The Mudcat Café TM
Thread #40783   Message #587301
Posted By: GUEST
07-Nov-01 - 07:18 AM
Thread Name: do young folk musicians need new ideas?
Subject: RE: do young folk musicians need new ideas?
Brian,

Clearly we don't see things the same way (which is fine), and we certainly don't see IA in the same light.

I see him as an exploitative, opportunistic empire builder, not as being incredibly dedicated. I believe his motivation has more to do with an egomaniacal need for power and prestige, than with a love of and a dedication to folk and traditional music. But that is my opinion, and I would not attempt to persuade others to share it. People are entitled to decide for themselves what they think about the person writing the editorial.

That said, my concern is with the editorial itself. I don't think a young musician reading it would read between the lines, as it seems to me you are suggesting we do, in order to understand what IA meant by it. Young musicians and music fans without the long personal history you and some others in the UK have with IA, likely won't read into to Ian's words the message that you have. In my mind, there is a generational perspective that I think you might be missing here.

I have just gone back and read it again. I still see it as a direct attack on young musicians, on the younger generation itself, because those are the words as they stand on the page (or screen in this case!). Ian often back peddles to exonerate himself once enough of the "right" people admonish him for his mistakes. He engages in these sorts of abusive attacks on a specific group of people (like the Americans in uk.music.folk, for instance) when he thinks he can get away with it. He has always seemed to me to be a bigot, not a man who is just expressing his views and visions for folk music.

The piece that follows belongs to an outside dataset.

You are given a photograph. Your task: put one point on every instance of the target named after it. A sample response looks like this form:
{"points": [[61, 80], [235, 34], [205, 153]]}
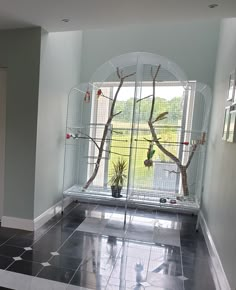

Ian has long been a proponent of the nationalist folk worldview. Not all lovers of folk and traditional music come to the music from that perspective, particularly Americans. I realize many in the UK folk scene view music through the nationalist lens of English, Welsh, Scottish, and Irish roots (and will argue incessantly over which nation's music a particular song or tune "belongs" to). It seems to me that when they do, regardless of their nationality, that they have certain intolerances and prejudices which come along with that ideology. Because Ian dresses it up in words like "innovation" and claims to be multi-ethnic, doesn't change the fact that he believes he should be able to make over the folk world in the imperial image he holds for it. Considering the history between the British empire and many of the cultures Ian exploits in the name of "world" music and "innovation" some of us see his "dedication" no differently than we now view the British anthropologists, folklorists, and antiquarians of old. As exploiters of other cultures, not saviors.

Which is, I suppose, why Ian remains so popular in the UK, and so irrelevant in the US.